■ジョセフ・クーデルカは社会主義時代のチェコスロバキアに生まれた写真家。不運だったのか、あるいは幸運だったのか、彼が写真家としてキャリア歩みだしたのは1960年代であり、チェコにおける彼のキャリアは1968年のチェコ事件によって終わることになる。チェコ事件を撮影した彼のフィルムは彼の写真家としての名前を広く世に知らしめることとなったが、同時に彼を亡命せざるを得ない立場へと追いやることにもなった。亡命生活の中で撮影された写真は「エグザイル」シリーズとして纏められる。90年代の東欧民主化後、彼はチェコに戻るが亡命時代の流浪の旅は相変わらず、行く先々で撮られた写真は「カオス」シリーズとして纏められる。

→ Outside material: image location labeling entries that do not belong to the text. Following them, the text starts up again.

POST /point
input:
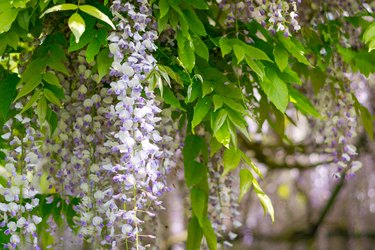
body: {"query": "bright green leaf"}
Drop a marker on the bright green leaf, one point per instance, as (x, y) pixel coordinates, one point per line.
(7, 17)
(231, 159)
(52, 79)
(41, 109)
(281, 57)
(218, 102)
(239, 52)
(60, 7)
(225, 47)
(201, 48)
(92, 11)
(32, 100)
(7, 92)
(29, 86)
(219, 120)
(50, 96)
(194, 173)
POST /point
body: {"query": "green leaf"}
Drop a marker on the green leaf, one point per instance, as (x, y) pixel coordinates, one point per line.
(92, 11)
(369, 33)
(193, 145)
(41, 109)
(50, 96)
(255, 67)
(186, 54)
(239, 52)
(209, 233)
(200, 111)
(57, 65)
(104, 63)
(294, 50)
(76, 25)
(19, 3)
(164, 8)
(302, 103)
(7, 17)
(225, 47)
(61, 7)
(215, 146)
(195, 24)
(367, 121)
(194, 173)
(264, 200)
(35, 67)
(200, 48)
(32, 100)
(275, 89)
(195, 234)
(246, 181)
(238, 106)
(52, 79)
(29, 86)
(219, 120)
(257, 54)
(199, 203)
(92, 50)
(218, 102)
(281, 57)
(223, 135)
(23, 19)
(198, 4)
(170, 98)
(251, 164)
(231, 159)
(7, 92)
(52, 121)
(86, 37)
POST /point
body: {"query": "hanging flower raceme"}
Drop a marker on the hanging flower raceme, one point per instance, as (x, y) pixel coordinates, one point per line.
(22, 172)
(338, 129)
(137, 174)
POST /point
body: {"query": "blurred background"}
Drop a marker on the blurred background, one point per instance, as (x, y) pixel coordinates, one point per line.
(316, 207)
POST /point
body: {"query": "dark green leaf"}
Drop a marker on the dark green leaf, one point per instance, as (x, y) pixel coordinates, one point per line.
(225, 47)
(92, 50)
(29, 86)
(199, 203)
(209, 233)
(231, 159)
(246, 181)
(275, 89)
(200, 111)
(7, 92)
(281, 57)
(194, 173)
(92, 11)
(195, 234)
(200, 48)
(104, 62)
(32, 100)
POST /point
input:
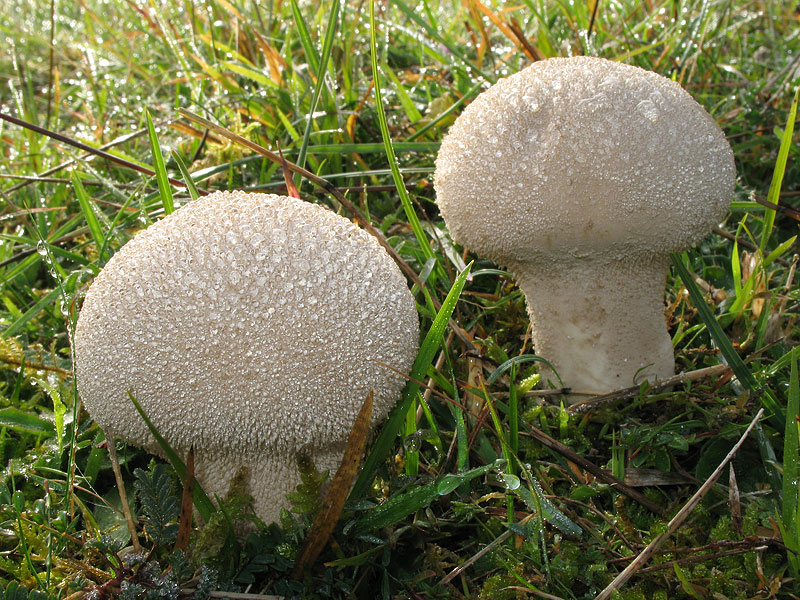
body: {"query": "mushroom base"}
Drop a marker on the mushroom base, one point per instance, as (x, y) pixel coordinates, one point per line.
(266, 478)
(600, 324)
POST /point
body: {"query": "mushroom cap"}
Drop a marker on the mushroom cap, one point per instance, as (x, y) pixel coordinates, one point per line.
(579, 156)
(245, 323)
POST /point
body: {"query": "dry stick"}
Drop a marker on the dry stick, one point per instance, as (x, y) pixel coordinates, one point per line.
(331, 189)
(86, 148)
(678, 519)
(634, 390)
(123, 496)
(692, 560)
(746, 243)
(60, 167)
(602, 475)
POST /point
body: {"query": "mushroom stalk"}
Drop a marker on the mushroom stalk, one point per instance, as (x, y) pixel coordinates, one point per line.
(599, 323)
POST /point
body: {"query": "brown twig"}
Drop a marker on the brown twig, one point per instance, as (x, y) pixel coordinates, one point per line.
(677, 520)
(598, 472)
(632, 391)
(123, 496)
(86, 148)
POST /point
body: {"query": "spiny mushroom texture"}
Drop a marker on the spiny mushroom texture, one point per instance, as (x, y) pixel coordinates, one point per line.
(581, 175)
(252, 326)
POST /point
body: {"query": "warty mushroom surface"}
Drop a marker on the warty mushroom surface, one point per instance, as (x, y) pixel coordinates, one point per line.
(252, 326)
(581, 175)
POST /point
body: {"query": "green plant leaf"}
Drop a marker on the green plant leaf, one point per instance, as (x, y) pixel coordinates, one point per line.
(730, 355)
(187, 177)
(394, 423)
(164, 188)
(25, 421)
(408, 207)
(790, 495)
(773, 195)
(90, 216)
(398, 508)
(203, 504)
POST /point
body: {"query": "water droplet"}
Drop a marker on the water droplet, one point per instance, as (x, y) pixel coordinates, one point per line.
(448, 484)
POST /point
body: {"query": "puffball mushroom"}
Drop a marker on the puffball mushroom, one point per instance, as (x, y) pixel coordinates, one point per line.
(581, 175)
(253, 326)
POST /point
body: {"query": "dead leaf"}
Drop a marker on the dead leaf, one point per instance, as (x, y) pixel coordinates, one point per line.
(323, 526)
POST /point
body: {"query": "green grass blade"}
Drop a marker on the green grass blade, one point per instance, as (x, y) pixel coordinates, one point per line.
(408, 207)
(777, 175)
(25, 421)
(394, 423)
(34, 310)
(187, 177)
(412, 113)
(305, 38)
(201, 501)
(89, 215)
(790, 495)
(398, 508)
(327, 48)
(434, 35)
(733, 359)
(158, 166)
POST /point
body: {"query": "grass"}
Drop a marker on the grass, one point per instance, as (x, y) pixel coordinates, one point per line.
(470, 490)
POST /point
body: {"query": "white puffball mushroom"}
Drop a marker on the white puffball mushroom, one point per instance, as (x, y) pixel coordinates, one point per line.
(253, 326)
(581, 175)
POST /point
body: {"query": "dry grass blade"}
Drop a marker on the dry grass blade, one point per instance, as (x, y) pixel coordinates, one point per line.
(634, 390)
(187, 503)
(677, 520)
(291, 188)
(601, 474)
(123, 496)
(86, 148)
(328, 516)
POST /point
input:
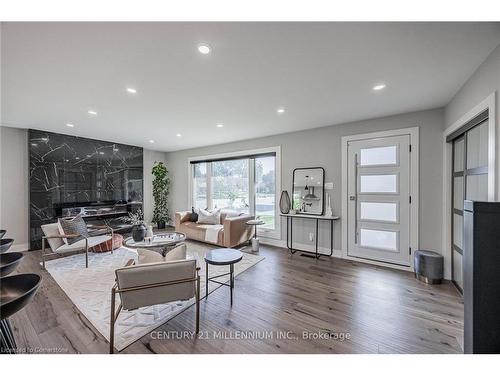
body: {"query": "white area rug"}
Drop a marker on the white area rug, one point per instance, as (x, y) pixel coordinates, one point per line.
(90, 290)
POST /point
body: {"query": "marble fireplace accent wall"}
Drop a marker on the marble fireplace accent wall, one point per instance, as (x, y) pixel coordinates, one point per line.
(68, 171)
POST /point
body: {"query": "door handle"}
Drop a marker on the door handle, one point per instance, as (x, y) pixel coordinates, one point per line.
(353, 198)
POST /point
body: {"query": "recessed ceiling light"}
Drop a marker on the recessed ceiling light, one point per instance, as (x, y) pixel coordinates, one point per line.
(379, 87)
(204, 49)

彼の写真にはどこか寂寥感が漂うのだけど、それは亡命後の「エグザイル」や「カオス」シリーズで顕著になっていくように思う。チェコ事件による60年代のプラハの春の終わりと、90年前後に東欧を襲った相次ぐ民主化の波と、彼は2回、大きな社会の変節点を見ている。その経験と亡命生活というアウトサイダー的な生活を続けた時期を持ったことが、彼の視線をどこか無常的なところへ持って行ったのではないだろうか。
「カオス」シリーズの中では古代ギリシアの遺跡と現代工業施設の無人の姿が並置される。そこに文明批評を読み取るのは簡単だけど、その視座は「現在」に対する距離を感じさせずにはいられない。それでいて荒廃した空気とはまた無縁であり、ニヒリズムともまた違うように感じる。やはり彼が置く視座は「無常観」なのではないかと思う。

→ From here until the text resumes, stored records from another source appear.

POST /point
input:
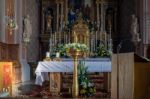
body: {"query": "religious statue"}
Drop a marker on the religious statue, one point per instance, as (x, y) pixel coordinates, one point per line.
(49, 23)
(71, 16)
(27, 30)
(134, 29)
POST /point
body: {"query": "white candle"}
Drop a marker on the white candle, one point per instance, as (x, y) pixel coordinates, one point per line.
(47, 54)
(57, 54)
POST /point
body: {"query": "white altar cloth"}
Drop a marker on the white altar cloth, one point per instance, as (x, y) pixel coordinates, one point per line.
(94, 65)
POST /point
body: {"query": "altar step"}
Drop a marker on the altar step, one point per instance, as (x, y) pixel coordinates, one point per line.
(96, 78)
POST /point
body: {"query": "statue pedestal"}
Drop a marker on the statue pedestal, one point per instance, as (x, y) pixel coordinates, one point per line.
(75, 54)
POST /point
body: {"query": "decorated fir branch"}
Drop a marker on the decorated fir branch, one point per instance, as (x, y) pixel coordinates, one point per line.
(76, 46)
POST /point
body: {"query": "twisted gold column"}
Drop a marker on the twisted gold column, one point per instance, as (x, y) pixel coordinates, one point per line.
(75, 87)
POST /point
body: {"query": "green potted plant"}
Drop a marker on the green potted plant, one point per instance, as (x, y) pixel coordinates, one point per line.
(86, 88)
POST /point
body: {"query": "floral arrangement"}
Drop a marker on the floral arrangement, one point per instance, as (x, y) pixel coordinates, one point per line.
(86, 88)
(102, 51)
(11, 24)
(76, 46)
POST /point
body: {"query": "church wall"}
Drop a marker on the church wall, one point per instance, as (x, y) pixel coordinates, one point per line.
(33, 11)
(2, 20)
(125, 9)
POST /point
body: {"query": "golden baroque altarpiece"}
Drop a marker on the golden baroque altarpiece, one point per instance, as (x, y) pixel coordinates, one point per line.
(93, 22)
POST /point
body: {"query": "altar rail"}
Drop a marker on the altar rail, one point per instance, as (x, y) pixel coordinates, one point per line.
(66, 65)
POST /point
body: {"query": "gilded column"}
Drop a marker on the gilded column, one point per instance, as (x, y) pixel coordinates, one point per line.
(57, 22)
(66, 11)
(61, 17)
(97, 5)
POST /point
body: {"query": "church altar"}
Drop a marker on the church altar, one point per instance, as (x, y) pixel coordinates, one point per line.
(66, 65)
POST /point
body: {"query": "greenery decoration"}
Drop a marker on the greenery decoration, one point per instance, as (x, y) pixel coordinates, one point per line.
(85, 86)
(59, 48)
(76, 46)
(102, 51)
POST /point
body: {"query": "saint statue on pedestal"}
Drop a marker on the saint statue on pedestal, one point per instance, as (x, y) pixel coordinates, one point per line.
(27, 29)
(135, 29)
(49, 23)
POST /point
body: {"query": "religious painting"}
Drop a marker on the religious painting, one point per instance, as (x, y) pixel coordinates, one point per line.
(6, 77)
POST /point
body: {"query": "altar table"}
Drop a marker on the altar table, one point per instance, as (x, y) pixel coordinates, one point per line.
(66, 65)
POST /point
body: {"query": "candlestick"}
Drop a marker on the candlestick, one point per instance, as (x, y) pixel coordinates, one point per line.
(47, 54)
(57, 54)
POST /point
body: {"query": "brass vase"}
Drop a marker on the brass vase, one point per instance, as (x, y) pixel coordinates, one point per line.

面白かったのはとても横長の、パノラマ写真のようなフォーマットを使っていることで、その構図が映画のワンシーンを見ているような感覚を与えることでした。パノラマ写真の効果というのがそうしたところに現れるというのを知ったことも面白かったのですが、その写真を3つ組み合わせて一つの正方形の視野を作るとまた異なる印象を作れるということでした。組写真そのものは珍しくはないですが、ストライプを組み合わせることで1枚の作品のように見せられるというのは気づきませんでした。

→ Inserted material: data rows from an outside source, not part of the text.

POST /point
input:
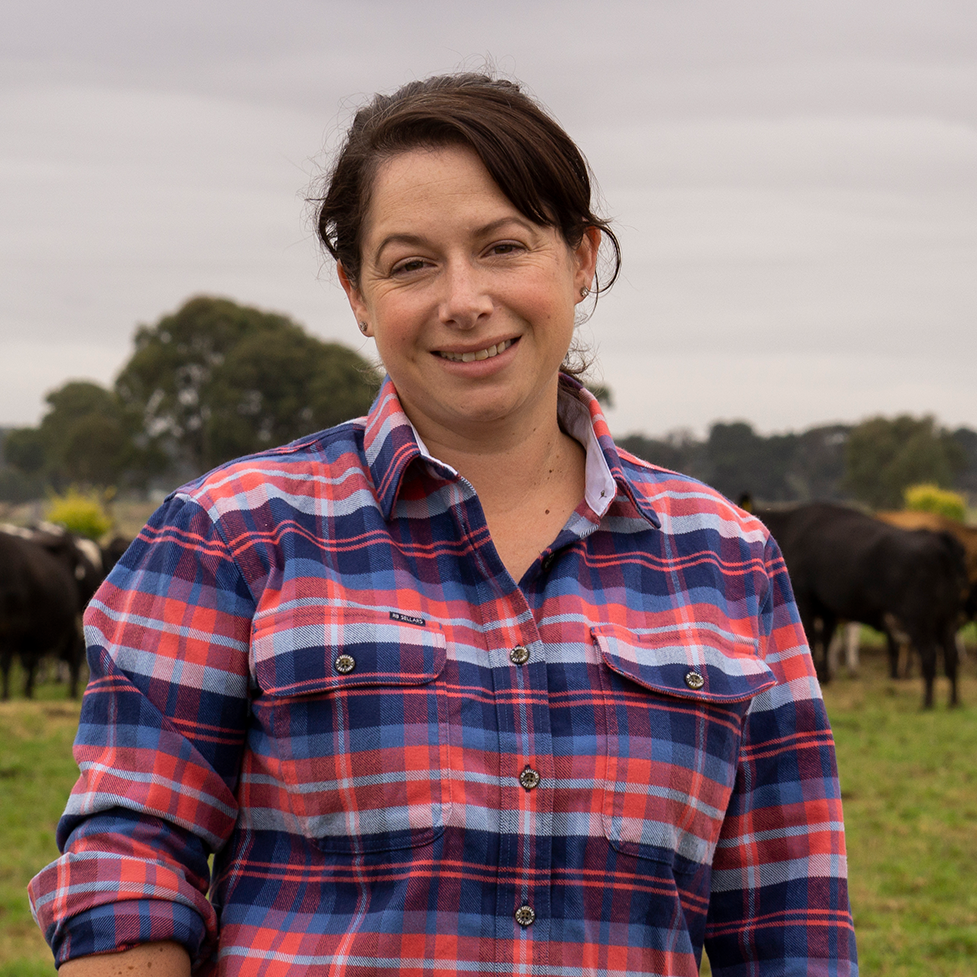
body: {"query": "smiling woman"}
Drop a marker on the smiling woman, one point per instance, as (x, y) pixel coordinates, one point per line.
(456, 686)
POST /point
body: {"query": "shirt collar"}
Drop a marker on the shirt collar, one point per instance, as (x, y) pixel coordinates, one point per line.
(391, 444)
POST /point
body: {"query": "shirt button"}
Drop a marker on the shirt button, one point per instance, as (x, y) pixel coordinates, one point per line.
(519, 655)
(345, 664)
(525, 916)
(694, 680)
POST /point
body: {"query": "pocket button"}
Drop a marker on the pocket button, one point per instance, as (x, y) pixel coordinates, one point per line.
(519, 655)
(694, 680)
(525, 916)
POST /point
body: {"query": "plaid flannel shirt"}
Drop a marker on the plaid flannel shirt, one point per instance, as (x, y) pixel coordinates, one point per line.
(313, 663)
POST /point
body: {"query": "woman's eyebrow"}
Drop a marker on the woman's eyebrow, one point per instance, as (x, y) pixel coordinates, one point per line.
(484, 231)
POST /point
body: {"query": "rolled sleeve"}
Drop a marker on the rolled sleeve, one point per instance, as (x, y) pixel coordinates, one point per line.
(159, 742)
(779, 901)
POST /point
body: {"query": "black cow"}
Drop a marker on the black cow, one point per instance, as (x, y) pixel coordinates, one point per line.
(45, 581)
(845, 565)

もう一つは絞り開放で撮った極端なピンボケ写真で、その中で人の姿は光の中に溶けた抽象的な影となってしまう。そうした映像表現はCMなどで目にしたことはあったのですが、その技術や視覚効果そのものは60年代にはすでに知られていたということも発見でした。初期の作品はスタイリッシュな作品が多く、その後のチェコ事件が無かったら、どういうスタイルの写真家になっていたか想像することも面白かったです。